Les amendes infligées par la Commission à Teva et à Cephalon s'élèvent à 30 millions d'euros et 30.5 millions d'euros, respectivement, soit un montant total de 60.5 millions d'euros.

L'infraction a duré, pour la quasi-totalité des États membres de l'UE et des pays de l'EEE, de décembre 2005 à octobre 2011, lorsque Teva a acquis Cephalon et est devenue membre du même groupe.

Les amendes infligées aux entreprises qui violent les règles de concurrence de l'UE sont versées au budget général de l'UE. Ces sommes ne sont pas consacrées à des dépenses particulières, mais les contributions des États membres au budget de l'UE pour l'année suivante sont réduites en conséquence. Les amendes aident donc à financer l'UE et à réduire la charge qui pèse sur les contribuables.

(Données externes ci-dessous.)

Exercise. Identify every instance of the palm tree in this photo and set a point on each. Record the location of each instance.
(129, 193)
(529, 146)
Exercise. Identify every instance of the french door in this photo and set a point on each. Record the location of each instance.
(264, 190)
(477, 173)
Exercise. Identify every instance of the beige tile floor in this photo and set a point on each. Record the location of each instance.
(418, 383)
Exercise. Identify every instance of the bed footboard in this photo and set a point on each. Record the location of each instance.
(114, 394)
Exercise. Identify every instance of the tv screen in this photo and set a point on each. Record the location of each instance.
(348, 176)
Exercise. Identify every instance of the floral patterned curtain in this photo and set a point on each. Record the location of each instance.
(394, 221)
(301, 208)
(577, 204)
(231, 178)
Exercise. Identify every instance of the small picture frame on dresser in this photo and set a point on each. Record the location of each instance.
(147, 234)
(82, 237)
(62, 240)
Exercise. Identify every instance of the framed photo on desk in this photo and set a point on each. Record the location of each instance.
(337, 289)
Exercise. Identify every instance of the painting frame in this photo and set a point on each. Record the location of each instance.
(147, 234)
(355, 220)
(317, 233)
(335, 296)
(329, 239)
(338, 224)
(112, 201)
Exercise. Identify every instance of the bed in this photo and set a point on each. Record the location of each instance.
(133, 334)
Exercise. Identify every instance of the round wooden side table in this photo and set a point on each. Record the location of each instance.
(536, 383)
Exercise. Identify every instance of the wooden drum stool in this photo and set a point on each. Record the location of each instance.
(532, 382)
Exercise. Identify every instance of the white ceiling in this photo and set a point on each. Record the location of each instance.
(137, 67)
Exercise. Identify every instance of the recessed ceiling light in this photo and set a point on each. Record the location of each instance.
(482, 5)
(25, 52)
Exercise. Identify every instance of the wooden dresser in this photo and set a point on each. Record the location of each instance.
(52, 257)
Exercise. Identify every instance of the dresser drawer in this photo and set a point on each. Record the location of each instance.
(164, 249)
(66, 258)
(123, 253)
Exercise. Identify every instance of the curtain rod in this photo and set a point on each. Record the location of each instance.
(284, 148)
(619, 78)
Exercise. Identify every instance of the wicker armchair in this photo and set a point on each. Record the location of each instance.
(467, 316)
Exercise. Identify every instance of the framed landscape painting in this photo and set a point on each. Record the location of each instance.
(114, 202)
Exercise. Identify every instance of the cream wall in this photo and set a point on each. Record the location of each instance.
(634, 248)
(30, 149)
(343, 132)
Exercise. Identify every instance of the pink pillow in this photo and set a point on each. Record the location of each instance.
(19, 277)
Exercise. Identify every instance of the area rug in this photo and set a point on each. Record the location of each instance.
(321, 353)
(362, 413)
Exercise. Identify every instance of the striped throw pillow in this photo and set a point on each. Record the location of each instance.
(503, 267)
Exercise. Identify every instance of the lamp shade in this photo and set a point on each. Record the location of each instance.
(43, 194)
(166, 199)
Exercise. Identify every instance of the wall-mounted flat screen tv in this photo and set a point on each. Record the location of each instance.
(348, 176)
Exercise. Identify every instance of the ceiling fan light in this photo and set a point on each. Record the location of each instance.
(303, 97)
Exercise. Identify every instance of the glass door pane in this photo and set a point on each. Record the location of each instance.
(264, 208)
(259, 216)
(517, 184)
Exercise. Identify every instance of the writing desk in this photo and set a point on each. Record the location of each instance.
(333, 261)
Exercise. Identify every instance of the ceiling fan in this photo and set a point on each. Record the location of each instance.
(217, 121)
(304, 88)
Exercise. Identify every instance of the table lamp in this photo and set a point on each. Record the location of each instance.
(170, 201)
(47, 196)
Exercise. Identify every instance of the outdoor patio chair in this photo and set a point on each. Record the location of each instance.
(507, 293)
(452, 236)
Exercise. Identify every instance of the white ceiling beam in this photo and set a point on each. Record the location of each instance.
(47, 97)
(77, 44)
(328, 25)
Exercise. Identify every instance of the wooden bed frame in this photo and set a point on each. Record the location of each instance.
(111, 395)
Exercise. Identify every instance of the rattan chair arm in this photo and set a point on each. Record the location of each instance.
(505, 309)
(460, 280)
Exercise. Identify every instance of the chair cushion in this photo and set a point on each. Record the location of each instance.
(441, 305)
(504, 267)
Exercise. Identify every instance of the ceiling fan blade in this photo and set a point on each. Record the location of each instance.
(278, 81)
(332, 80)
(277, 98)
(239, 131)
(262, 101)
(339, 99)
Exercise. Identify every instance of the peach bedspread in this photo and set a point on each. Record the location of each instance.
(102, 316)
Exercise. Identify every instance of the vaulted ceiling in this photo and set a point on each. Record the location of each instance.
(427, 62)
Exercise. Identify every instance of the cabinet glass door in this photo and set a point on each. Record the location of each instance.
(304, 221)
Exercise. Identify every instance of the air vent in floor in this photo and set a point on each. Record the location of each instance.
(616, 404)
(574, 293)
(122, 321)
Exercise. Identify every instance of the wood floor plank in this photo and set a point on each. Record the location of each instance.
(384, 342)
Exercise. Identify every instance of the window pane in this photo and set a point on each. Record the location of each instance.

Contexte du règlement amiable

Pour se défendre contre le lancement du modafinil par Teva au Royaume-Uni, Cephalon a intenté des actions en justice tirées de la violation de ses brevets secondaires sur le modafinil, alors qu'elle avait des doutes quant à la solidité de ces brevets. Teva pensait également que Cephalon était en position de faiblesse en matière de brevets.

Néanmoins, en 2005, les deux entreprises ont conclu l'accord de règlement amiable en matière de brevets. En échange, Teva a reçu des paiements en espèces et a obtenu un ensemble d'accords commerciaux accessoires. Il s'agissait notamment d'un accord de distribution, de l'acquisition d'une licence sur certains brevets de Teva sur le modafinil par Cephalon, d'achats de matières premières à Teva et de l'octroi par Cephalon d'un accès à des données cliniques très précieuses pour Teva pour un autre médicament. Il ressort de notre enquête qu'aucune de ces transactions n'aurait été conclue en l'absence d'accord de règlement amiable en matière de brevets, ou en tout cas pas aux conditions convenues par les entreprises.

En vertu de l'accord de règlement amiable, Teva aurait pu commencer, à compter d'octobre 2012, à vendre du modafinil générique sur la base d'une licence accordée par Cephalon, en échange de redevances importantes versées à cette dernière.

L'entrée limitée de Teva sous licence n'a finalement pas eu lieu, étant donné qu'en octobre 2011, Teva a acquis Cephalon.